Princeton-SysML / Jailbreak_LLM

153 stars 14 forks source link

(Maybe) Bugs in the code. #3

Open Junjie-Chu opened 12 months ago

Junjie-Chu commented 12 months ago

I find in the code attack.py, you use:

if "falcon" in fname or "mpt" in fname:

However, before the if, you have:

if args.use_system_prompt:
   fname += "_with_sys_prompt"

This means, if you use the option --Vicuna --use_system_prompt, the code will run in the mpt branch.

I believe mpt means mpt-7b, so this may not be the results we want.

This problem may cause wrong evaluation of results with/without system prompts.

Hazelsuko07 commented 11 months ago

Hi Junjie,

Thanks for reporting this issue (and that is a great catch)! I've fixed it.

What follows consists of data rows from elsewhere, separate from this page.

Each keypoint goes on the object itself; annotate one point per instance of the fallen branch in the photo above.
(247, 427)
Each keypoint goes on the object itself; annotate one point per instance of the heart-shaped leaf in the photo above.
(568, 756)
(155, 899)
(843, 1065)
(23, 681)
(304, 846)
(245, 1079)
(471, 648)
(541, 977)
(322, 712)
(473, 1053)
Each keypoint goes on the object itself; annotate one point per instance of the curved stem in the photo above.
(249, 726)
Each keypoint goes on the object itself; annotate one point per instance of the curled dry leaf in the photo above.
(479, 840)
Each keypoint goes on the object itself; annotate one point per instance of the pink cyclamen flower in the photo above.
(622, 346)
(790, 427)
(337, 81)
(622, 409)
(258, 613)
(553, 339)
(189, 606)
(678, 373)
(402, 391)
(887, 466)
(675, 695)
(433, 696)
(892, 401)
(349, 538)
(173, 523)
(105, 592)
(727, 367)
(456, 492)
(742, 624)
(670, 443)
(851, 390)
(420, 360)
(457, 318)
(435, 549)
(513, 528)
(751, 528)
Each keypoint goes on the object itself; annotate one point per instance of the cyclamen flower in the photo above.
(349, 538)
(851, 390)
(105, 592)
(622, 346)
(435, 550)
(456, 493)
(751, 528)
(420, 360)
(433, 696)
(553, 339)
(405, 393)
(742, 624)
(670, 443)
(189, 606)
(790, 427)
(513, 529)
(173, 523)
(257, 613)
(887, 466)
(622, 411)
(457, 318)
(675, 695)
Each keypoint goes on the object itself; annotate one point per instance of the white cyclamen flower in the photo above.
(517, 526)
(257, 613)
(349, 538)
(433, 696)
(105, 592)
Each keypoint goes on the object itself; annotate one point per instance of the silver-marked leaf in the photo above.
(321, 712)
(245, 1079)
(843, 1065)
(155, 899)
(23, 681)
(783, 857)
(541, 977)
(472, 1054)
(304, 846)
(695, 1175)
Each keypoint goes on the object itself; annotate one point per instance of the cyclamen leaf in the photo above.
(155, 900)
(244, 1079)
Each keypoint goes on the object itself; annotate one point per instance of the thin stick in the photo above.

I'd like to reassure you that this correction will not impact our results. The disparities between the mpt/falcon model branch and the others are twofold:

  1. mpt/falcon necessitates trust_remote_code to be set as True. For other models, which are Vicuna and llama models in our evaluation, enabling trust_remote_code does not change the model behavior.
  2. mpt/falcon don't support the generation of outputs from sentence embeddings (what we did for other models), therefore, we opted to generate directly from tokenized sentences.

Neither of these distinctions will affect the attack's performance.